A sad smile hovered around the corners of her mouth. “Every one of us does two things. We do them every day in the bathroom . . .
Ey, Xudo
!” she called to the ceiling. “Hey, God! Forgive me for mentioning these words in front of respected Elif!” Dilorom went on to describe a certain affliction of the large intestine that caused great difficulties in one of the two things we do every day in the bathroom, involving swelling and pain and the passing of hard particles through the anus. In short, the Timurids, as passionate horsemen, suffered chronic hemorrhoids. Luckily, such was the refinement of their culture that they had a special grain that, when cooked with fat, water, and sugar, made a special porridge; when you ate it, you never had to defecate. “Oh, if I could taste it even once!” Dilorom exclaimed.
Bobur, a lover of poetry, once wrote a letter to Alisher Navoi, who wrote back. Bobur wrote another letter. Then Navoi died. “How will one survive the next hour?” Bobur shouted. After Navoi’s death, a big black snake started thrashing violently. Bobur slit the snake open from mouth to tail. The snake died, and another snake came out. Bobur slit open the second snake, and out came a rat. While crossing
the Himalayas, Bobur dipped his head seventy times in a hole cut in the ice. Then he swam forty laps across the Ganges, despite the undertow, despite the snowdrifts piled higher than his head.

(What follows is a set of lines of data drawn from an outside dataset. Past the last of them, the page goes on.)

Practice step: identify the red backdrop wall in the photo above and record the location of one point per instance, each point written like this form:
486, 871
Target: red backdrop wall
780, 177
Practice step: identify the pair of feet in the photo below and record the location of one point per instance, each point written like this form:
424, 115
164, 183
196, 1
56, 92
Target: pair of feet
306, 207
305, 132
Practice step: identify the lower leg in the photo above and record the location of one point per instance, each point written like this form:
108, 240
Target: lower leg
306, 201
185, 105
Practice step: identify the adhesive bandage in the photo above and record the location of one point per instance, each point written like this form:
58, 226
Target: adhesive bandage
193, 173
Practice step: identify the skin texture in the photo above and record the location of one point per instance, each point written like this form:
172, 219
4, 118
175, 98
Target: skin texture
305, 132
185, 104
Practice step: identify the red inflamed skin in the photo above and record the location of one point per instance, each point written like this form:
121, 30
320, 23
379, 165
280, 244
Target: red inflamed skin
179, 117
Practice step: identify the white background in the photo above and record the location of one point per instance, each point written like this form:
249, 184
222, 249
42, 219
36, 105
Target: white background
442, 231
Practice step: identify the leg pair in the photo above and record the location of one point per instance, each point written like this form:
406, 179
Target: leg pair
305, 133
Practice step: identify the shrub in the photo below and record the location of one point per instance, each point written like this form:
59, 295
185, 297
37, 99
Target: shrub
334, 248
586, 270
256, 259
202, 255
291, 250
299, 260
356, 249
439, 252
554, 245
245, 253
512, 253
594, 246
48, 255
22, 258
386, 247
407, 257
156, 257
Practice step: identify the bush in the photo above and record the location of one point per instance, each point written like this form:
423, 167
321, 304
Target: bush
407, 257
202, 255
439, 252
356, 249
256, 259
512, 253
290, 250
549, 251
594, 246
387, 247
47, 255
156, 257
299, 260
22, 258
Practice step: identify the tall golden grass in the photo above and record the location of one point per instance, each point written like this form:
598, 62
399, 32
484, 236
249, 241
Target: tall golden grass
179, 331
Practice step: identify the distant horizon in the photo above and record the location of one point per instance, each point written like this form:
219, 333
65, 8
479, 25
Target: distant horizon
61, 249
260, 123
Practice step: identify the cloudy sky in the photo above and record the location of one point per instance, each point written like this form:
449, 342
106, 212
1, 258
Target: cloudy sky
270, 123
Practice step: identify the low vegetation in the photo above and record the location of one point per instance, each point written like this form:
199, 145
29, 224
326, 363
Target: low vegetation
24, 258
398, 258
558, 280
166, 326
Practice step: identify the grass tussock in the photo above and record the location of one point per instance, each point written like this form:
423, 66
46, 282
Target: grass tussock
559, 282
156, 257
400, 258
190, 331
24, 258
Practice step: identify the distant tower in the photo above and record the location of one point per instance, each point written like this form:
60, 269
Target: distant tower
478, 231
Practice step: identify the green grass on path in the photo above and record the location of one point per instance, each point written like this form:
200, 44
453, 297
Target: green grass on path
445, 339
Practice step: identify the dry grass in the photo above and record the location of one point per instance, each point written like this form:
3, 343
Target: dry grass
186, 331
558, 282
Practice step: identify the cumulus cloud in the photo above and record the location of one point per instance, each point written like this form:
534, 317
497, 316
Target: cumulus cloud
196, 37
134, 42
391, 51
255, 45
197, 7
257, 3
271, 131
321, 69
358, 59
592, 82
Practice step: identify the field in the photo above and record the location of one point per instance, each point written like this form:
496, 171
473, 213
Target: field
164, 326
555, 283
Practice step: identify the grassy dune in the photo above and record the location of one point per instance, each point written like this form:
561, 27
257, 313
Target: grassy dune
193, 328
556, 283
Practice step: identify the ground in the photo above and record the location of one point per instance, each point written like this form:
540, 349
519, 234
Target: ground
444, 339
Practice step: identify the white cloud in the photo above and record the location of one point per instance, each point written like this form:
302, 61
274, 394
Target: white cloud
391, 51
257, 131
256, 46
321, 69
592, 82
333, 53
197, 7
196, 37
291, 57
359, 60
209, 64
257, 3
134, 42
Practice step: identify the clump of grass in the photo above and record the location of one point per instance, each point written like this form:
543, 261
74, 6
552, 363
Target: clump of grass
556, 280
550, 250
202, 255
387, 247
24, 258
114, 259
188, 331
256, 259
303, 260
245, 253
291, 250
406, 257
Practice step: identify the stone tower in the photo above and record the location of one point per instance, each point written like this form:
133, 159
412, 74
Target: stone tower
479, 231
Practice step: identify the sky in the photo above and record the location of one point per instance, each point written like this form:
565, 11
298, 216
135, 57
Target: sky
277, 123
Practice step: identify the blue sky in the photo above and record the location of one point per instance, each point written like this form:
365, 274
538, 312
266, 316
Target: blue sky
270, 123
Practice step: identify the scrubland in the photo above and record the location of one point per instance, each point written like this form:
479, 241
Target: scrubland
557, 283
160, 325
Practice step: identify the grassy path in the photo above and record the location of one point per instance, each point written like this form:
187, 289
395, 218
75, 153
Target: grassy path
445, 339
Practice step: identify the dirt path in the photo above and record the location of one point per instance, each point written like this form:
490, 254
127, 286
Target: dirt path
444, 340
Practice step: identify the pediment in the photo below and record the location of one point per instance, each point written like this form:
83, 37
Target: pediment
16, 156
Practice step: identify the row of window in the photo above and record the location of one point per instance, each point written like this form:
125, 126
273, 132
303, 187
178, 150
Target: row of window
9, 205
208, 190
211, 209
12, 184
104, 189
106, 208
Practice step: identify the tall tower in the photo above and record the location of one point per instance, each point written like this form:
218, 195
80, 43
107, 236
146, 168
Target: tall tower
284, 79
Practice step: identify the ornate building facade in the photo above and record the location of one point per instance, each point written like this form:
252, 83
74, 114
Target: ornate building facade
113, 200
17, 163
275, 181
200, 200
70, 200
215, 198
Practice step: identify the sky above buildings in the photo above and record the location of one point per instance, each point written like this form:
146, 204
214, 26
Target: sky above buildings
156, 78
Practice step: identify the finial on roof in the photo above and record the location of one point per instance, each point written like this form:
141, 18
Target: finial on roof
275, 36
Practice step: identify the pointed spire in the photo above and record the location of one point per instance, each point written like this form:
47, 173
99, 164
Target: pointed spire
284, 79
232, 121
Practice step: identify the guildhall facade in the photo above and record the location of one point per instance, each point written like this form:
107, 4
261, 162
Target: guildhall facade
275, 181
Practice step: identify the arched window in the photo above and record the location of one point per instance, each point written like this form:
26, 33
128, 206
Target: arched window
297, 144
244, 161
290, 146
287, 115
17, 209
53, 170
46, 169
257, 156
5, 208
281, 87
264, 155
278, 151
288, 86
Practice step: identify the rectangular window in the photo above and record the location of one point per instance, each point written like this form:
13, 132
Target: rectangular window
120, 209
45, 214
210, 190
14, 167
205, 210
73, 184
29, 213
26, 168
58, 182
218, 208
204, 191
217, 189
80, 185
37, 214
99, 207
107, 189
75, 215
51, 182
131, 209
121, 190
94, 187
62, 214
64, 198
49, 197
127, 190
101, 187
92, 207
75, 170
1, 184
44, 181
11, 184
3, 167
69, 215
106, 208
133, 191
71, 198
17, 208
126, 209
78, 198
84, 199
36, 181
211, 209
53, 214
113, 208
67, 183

In India, Bobur and his ten thousand soldiers defeated one hundred thousand Indian soldiers and one thousand elephants. To defeat the elephants, they used nails. Nehru wrote about Bobur and liked him, even though he had killed so many Indians, and their elephants. Bobur seized all of northern India, but gallantly installed the rajah’s mother in a castle with servants. The mother bribed Bobur’s cook, so that every day Bobur ate poisoned bread. He got sick, and so did his son. Bobur prayed to God that he would die instead of his son.
“This was a marked contrast from Ivan the Terrible,” Dilorom observed.
Bobur outlived his son by three days. During this time, he ate only the purest birds, boiled for two hours into a soup. His hemorrhoids miraculously vanished, but then he died.